The film is, of course, principally about Cummings, and in its concentration on him, mixed with the comedy caricatures of most MPs, the rather sympathetic portrayal of Oliver, the brief appearance of the alt-right backing Robert Mercer (Aden Gillet) and the ways in which we are encouraged to identify with Cummings as a sort of attractive oddball, does make for a strange mix. It is both comic, and attempting to be deadly serious, as seen most powerfully in the scene following the murder of Jo Cox, when Cummings and Oliver – sworn enemies – see each other on opposite platforms at Moorgate tube station and go for a beer. Oliver here voices the concerns of many people regarding the forces unleashed by the referendum campaign; essentially a case is made that the genie can’t be put back in the bottle. However, such scenes are at odds with the almost Ealing-esque representations of much of the British establishment and the feeling during much of the film that what we are seeing is high jinks.

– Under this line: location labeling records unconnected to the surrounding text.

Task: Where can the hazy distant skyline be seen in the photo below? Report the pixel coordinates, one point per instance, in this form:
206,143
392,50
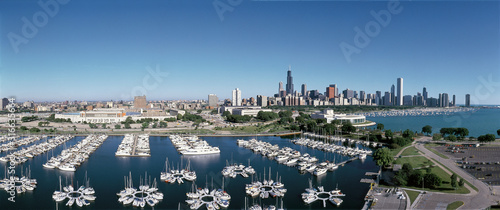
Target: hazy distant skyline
106,50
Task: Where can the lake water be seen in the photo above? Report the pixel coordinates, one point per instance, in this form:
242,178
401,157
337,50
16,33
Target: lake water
480,122
107,172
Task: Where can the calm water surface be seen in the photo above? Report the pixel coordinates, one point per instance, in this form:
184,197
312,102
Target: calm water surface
106,173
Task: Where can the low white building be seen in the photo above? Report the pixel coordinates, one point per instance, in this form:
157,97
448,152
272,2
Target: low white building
329,115
106,116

What does come across very strongly though is the sheer cluelessness of the British establishment, both in calling a referendum to heal divisions in its principal political party, and in its adherence to the political methods of the centre that had served it so well since the 1990s. However, the film begins and ends by showing Cummings at a European hearing in 2020. This is a framing device (something so very much lacking from the actual situation in which Britain finds itself politically) that is meant to be partially comforting for the viewer. While the film’s last lines are Cummings saying ‘I’m done. We’re all done’ in response to a question asking whether he has finished speaking, the nihilism present in that line is very much assuaged by the return in these scenes of ‘sensible’ politics: from the saviour that is the EU, of course, not the British establishment. This final scene, providing as it does some sort of potential future comfort for those wishing for a return to the past, also, if accidentally, alludes to one of the main political shibboleths of both extreme remainers and right wing leavers: the idea that one establishment is any better than the other.